When too much food is added to a small system like a 50-litre worm bin:

  • Food rots faster than worms can process it
  • Smells develop
  • Fruit flies and fungus gnats appear
  • The bin can heat up or turn acidic

If your bin smells unpleasant, it is almost always being fed too much.

How Often Should You Feed Worms?

For a 50-litre worm bin, once a week is ideal.

This feeding schedule suits most home wormeries and makes it easy to monitor what’s happening inside the bin.

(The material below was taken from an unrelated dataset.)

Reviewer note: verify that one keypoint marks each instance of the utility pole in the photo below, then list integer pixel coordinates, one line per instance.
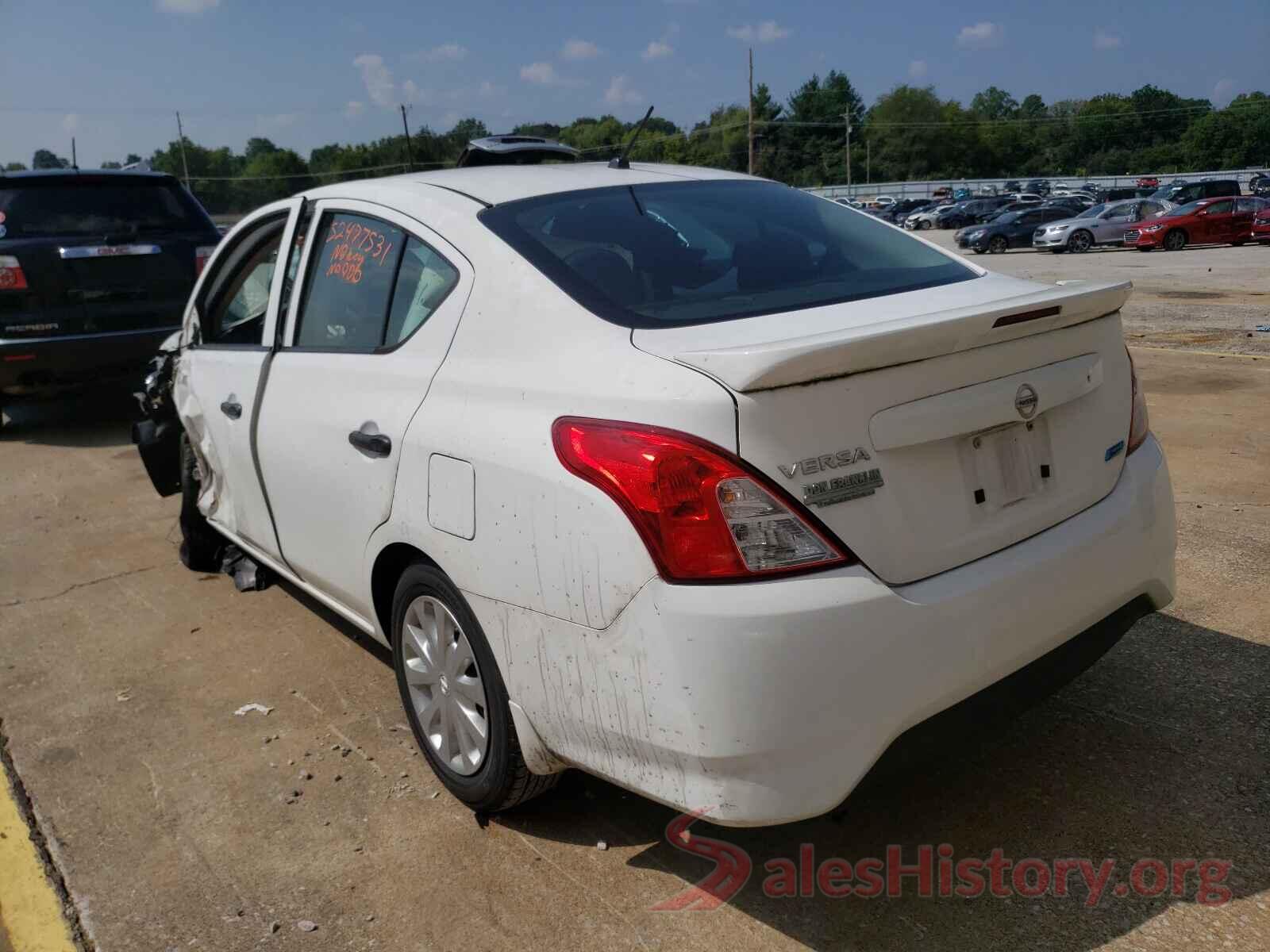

Weekly feeding allows you to check:

  • Whether the last feed has been eaten
  • Moisture levels in the bedding
  • Any signs of stress or imbalance

Feeding little and often is far better than feeding large amounts less frequently.

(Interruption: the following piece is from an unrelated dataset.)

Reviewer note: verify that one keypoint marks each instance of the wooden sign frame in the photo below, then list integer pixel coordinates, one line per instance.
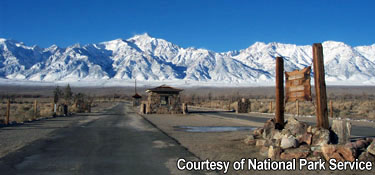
(298, 86)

How to Tell When Worms Are Ready for More Food

Before adding fresh scraps, lift the bedding gently and look underneath.

Your worms are ready for more food when:

  • Most of the previous scraps are no longer recognisable
  • There is no sour or rotten smell
  • Worms are active and spread throughout the bin

If you can still clearly see old food, wait another few days.

What Foods Work Best in Small Worm Bins

In a 50-litre system, softer foods break down more reliably and reduce the risk of smells.

Good options include:

  • Vegetable peelings
  • Soft fruit scraps
  • Used tea bags (plastic-free)
  • Crushed eggshells (small amounts)
  • Shredded cardboard or paper (as bedding)

Chopping food into smaller pieces makes a noticeable difference, especially in compact worm farms designed for home gardens.

Foods to Limit or Avoid

Some foods are slow to break down or cause imbalance, particularly in smaller bins.

Avoid or strictly limit:

  • Large amounts of citrus
  • Onions and garlic
  • Cooked food
  • Dairy or meat
  • Oily or salty scraps

These items can cause smells, acidity, and worm stress very quickly.

Where and How to Add Food

Never spread food across the whole surface of the bin.

Instead:

  • Bury food in one corner or section
  • Cover it fully with bedding
  • Rotate feeding spots each week

This feeding method works particularly well in tray-based systems like a home wormery with multiple trays, as it encourages worms to move upwards naturally.

Moisture Matters as Much as Food

Overfeeding often goes hand-in-hand with excess moisture.

Your bin should feel like a wrung-out sponge — damp but not dripping. If it’s too wet:

  • Add dry cardboard or shredded paper
  • Reduce food input temporarily

Dry bins slow worm activity, while wet bins cause smells.

How Long Before You Increase Feeding?

For new bins, expect:

  • 2–4 weeks before worms settle in
  • 6–8 weeks before feeding increases noticeably

Let the worms set the pace. A slower system is a healthier one.

The Simple Rule to Remember

If you remember nothing else, remember this:

When in doubt, feed less.

Worms can survive missed feeds far better than they can survive overfeeding. A clean-smelling, well-balanced bin is a sign that everything is working exactly as it should.

With the right feeding routine, a 50-litre worm bin can quietly turn food waste into rich worm castings with very little effort.